TALPE AL SERVIZIO Ma l’atteggiamento schivo non gli ha impedito nel tempo di tessere contatti importanti, anche all’interno della macchina dello Stato. «Enzo – rivela De Rosa – per dire ha gli agganci buoni, quando è scattata l’operazione “Archi”, noi lo sapevamo che l’avrebbero arrestato e lui non c’era … e che comunque sia … per me, per quello che ho vissuto io, la famiglia De Stefano non ce n’è per nessuno… pure quando hanno arrestato a Checco, Glanni sapeva, e gliel’ha detto a Mico, che avrebbero arrestato a Checco Zindato». Alle proprie dipendenze, Zappia aveva dunque una serie di talpe, che più volte gli hanno permesso di conoscere in anticipo quando per lui o per altri sarebbero scattate le manette». Ma non solo. Presumibilmente proprio grazie all’investitura ricevuta dal capocrimine Giuseppe De Stefano, Zappia manteneva anche rapporti regolari con i Tegano.
CON I TEGANO C’E’ COESIONE A rivelarlo è sempre De Rosa, che senza indugio alcuno afferma che con i Tegano i rapporti erano «buoni, è sempre un personaggio … quelle cose che si leggono sono vere, dunque sia … che si interfacciano è vero (..) si interfacciano nel senso che comunque sia che … che è una sorta di coesione». Il resto del verbale è coperto da un lungo omissis, ma le parole oggetto di discovery sull’argomento sono estremamente significative.
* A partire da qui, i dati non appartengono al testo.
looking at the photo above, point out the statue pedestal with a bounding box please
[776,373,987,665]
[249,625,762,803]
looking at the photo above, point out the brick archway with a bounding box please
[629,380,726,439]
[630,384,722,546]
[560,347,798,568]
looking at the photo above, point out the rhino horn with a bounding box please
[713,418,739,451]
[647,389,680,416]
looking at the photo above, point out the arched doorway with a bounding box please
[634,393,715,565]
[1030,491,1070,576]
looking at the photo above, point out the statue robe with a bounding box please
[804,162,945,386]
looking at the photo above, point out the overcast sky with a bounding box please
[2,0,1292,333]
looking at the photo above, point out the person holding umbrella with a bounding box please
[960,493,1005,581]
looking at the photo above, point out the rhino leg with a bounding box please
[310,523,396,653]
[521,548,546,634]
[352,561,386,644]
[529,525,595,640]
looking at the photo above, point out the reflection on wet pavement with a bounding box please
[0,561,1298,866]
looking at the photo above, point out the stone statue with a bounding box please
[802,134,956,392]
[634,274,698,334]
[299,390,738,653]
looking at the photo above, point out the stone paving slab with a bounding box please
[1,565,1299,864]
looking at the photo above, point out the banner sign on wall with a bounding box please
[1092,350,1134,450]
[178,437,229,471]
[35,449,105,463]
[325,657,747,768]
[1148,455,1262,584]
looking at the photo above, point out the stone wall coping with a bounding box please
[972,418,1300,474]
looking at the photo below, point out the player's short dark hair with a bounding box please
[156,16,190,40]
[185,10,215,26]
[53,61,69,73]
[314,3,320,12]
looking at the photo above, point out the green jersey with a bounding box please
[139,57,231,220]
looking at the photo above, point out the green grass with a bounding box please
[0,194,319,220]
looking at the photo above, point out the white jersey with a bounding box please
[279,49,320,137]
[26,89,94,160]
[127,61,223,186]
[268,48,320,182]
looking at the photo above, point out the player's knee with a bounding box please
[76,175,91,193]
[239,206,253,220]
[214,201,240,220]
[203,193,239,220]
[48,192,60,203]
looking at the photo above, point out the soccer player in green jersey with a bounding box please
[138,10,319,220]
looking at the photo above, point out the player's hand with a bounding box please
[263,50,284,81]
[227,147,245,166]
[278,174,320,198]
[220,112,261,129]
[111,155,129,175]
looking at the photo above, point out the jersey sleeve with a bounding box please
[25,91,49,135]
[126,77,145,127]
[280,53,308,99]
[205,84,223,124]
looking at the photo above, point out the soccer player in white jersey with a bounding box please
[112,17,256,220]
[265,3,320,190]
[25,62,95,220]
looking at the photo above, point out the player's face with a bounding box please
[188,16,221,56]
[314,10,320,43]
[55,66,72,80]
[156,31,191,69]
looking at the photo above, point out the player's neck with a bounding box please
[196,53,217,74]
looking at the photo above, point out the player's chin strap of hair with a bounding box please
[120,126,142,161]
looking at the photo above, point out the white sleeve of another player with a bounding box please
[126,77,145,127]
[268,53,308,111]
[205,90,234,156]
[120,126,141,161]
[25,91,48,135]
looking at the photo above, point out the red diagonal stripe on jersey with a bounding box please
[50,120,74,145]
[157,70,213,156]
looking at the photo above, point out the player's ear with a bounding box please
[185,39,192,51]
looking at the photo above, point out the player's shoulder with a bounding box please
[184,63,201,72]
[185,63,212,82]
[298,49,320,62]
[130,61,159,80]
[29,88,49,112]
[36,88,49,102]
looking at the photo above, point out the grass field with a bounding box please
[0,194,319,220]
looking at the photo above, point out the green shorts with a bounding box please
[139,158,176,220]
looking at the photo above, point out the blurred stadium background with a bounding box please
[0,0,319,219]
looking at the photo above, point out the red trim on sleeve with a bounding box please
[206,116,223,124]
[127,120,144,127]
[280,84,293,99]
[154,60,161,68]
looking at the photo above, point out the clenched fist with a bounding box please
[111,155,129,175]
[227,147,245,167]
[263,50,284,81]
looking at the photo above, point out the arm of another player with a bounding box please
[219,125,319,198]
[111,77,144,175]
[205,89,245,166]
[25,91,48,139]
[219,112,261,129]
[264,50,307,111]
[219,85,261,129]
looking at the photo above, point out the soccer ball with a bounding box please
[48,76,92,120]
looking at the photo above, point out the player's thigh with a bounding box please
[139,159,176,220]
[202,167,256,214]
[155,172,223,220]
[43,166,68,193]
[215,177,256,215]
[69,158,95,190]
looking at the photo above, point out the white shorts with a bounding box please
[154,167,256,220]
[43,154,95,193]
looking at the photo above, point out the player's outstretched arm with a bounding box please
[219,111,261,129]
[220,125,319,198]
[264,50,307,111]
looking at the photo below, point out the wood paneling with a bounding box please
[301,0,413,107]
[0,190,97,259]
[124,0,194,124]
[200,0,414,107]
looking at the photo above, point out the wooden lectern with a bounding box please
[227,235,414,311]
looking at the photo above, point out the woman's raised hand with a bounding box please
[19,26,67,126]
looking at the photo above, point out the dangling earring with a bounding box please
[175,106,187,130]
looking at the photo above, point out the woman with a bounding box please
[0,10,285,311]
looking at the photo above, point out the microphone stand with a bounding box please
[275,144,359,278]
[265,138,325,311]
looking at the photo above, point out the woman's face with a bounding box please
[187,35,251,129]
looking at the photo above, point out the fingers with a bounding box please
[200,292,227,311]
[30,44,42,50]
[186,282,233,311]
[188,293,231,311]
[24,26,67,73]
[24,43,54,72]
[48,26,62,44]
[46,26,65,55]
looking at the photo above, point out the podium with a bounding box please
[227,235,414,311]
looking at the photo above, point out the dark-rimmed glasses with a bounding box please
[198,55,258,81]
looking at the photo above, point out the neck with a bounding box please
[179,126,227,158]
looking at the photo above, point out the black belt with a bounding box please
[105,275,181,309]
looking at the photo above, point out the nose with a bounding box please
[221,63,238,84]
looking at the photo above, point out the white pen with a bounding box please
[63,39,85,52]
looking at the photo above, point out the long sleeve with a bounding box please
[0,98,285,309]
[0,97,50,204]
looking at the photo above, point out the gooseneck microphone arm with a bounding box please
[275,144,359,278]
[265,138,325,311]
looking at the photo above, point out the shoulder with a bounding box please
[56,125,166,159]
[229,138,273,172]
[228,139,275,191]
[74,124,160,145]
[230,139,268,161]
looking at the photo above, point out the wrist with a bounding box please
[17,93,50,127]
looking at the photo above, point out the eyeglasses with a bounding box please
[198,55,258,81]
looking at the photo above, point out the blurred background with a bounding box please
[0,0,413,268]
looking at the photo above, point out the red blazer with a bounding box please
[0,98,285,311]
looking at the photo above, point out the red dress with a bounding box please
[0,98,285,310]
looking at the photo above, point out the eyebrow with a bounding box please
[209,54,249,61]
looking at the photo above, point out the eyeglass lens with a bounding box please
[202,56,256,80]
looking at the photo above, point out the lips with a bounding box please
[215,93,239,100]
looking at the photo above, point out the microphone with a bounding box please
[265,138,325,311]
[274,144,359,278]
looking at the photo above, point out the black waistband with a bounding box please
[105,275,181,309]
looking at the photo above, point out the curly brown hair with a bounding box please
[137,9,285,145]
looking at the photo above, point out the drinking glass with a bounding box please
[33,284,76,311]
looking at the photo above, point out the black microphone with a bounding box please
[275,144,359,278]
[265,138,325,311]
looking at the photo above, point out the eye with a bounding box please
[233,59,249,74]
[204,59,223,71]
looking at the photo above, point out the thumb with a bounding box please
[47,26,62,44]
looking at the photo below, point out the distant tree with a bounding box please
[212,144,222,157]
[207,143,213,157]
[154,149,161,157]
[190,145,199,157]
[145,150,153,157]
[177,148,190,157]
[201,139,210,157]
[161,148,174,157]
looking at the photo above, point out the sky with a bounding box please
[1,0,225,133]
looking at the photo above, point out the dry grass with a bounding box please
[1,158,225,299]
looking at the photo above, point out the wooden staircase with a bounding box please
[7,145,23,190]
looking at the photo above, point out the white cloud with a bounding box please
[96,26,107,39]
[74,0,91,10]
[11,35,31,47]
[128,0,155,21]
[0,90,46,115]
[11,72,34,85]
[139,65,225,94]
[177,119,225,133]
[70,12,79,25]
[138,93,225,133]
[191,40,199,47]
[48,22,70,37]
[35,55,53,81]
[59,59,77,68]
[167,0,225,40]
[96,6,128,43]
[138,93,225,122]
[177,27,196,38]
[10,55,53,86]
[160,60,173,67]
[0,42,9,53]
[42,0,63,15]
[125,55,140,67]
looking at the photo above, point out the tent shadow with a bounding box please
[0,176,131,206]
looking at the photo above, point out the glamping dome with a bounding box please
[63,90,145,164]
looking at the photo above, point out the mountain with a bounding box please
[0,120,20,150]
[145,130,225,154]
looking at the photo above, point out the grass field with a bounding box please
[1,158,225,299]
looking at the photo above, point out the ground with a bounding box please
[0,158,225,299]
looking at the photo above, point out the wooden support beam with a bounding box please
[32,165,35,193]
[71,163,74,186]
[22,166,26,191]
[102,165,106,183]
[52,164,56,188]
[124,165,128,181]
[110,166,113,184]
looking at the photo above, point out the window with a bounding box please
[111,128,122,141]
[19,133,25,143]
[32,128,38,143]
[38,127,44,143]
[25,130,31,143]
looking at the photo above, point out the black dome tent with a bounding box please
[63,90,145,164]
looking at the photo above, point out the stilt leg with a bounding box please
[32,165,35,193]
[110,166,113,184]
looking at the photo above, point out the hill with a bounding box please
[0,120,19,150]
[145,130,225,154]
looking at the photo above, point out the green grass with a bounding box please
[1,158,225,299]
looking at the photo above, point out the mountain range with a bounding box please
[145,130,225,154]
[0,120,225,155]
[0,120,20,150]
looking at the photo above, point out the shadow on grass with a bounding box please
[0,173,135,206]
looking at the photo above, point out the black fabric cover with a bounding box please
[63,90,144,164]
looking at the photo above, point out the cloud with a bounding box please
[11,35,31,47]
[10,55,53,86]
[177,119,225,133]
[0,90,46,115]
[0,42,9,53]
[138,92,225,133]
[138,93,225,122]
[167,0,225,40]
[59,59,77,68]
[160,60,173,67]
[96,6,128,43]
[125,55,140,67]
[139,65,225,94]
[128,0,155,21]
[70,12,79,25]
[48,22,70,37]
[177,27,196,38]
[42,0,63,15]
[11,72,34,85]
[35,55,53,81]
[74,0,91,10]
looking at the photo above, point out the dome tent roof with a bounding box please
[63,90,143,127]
Contrariamente a ricostruzioni alternative che negli anni più di uno ha tentato di far filtrare nei processi, ancora una volta si conferma quella che è stata la pietra angolare delle indagini che hanno svelato gli assetti della ‘ndrangheta cittadina dal 2008 in poi. Superate le frizioni di quell’annus horribilis per il clan di Archi, Tegano e De Stefano – da tempo divenuti per sangue e affari un’unica cosa – hanno continuato a marciare uniti. Del resto, in ballo c’era – e c’è sempre stato – il dominio dell’intera città. E non solo.